Un courant d'air s'engouffra dans l'atelier lorsque Pa apparut sur le seuil de la porte, telle une apparition angélique. A le voir il était en rage. C'était à peine si de la fumée ne sortait pas de ses oreilles. Pétrifiées, nous le regardâmes se diriger droit vers Ma. Pa n'ayant pas l'habitude d'être sur le domaine à cette heure de la journée, nous comprimes donc qu'il se passait quelque chose de sérieux pour qu'il soit là, et qui plus est dans cet état.

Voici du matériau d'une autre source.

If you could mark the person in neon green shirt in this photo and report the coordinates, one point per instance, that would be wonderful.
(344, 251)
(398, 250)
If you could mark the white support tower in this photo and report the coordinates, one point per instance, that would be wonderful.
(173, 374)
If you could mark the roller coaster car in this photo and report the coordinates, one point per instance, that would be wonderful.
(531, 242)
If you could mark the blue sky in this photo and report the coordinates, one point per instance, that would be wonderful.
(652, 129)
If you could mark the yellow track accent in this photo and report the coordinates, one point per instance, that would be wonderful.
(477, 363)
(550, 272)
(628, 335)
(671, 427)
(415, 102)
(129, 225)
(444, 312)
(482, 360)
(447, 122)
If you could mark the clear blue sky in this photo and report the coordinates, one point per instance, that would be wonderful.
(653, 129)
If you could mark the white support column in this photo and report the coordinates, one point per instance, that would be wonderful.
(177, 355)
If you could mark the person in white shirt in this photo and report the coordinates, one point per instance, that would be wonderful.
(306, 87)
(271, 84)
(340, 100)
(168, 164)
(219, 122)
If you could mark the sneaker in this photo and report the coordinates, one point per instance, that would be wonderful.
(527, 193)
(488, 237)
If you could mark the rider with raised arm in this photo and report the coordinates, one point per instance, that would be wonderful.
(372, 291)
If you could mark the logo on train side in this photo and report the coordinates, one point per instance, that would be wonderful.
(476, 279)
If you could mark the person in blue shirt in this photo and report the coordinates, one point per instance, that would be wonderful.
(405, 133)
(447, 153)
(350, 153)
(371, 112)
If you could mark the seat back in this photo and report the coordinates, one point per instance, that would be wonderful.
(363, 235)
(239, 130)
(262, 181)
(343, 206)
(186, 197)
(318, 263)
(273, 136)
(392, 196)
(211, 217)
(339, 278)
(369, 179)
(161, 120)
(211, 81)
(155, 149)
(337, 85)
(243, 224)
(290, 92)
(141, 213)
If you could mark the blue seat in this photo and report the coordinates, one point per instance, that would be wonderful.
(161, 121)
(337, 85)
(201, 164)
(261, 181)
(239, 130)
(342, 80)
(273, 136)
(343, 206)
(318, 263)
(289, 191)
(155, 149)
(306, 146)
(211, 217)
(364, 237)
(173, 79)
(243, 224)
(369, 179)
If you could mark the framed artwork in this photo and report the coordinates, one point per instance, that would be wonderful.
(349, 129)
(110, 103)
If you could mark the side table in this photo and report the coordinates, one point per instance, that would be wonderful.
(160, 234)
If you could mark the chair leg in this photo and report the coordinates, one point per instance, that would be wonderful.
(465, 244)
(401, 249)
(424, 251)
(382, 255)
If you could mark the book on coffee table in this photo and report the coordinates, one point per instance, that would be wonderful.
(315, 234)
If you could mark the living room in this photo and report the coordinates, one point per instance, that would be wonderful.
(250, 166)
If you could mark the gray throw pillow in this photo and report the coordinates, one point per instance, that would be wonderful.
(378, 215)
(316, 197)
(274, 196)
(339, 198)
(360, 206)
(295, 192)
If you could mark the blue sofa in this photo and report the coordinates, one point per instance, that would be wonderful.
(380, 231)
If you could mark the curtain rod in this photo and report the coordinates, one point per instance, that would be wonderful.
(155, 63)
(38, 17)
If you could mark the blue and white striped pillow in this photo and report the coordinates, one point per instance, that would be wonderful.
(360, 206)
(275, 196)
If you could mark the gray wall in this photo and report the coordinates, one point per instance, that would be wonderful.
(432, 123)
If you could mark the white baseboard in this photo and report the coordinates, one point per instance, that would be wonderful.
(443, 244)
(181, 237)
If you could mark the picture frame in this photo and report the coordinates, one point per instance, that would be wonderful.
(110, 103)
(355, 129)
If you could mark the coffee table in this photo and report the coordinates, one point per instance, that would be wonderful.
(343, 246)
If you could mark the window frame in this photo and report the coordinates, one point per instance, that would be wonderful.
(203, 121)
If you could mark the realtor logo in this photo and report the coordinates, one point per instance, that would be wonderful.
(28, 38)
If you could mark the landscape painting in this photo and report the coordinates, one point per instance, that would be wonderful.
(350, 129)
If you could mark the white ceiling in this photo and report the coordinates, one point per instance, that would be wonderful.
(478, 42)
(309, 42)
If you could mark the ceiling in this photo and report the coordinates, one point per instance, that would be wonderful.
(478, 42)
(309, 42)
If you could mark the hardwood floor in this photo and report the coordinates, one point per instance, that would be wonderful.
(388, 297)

-Belle à besoin de toi! Dit-il à Ma

-Pourquoi? Répondit-elle

-Le capitaine l'a enfermé toute la nuit dans le parc à cochon!

Ma se dressa précipitamment.

-Il faut que je récupère mes médecines.

-Je t'emmène avec la charrette, répondit Pa. Je crois bien qu'il te faudra de l'aide, continua t-il en me regardant.

Ma se tourna instantanément vers mademoiselle Lorys, les yeux suppliants.

-Allez-y toute les deux, répliqua cette dernière. Prune me ramènera.

Je jetai à maîtresse un regard inquiet.

-Ne t'en fais pas Ysaé, tout ira bien. Prune me ramènera.

Sortant en trombe à la suite de Ma, je grimpai, le cœur battant à tout rompre, à l'arrière de la charrette de Pa.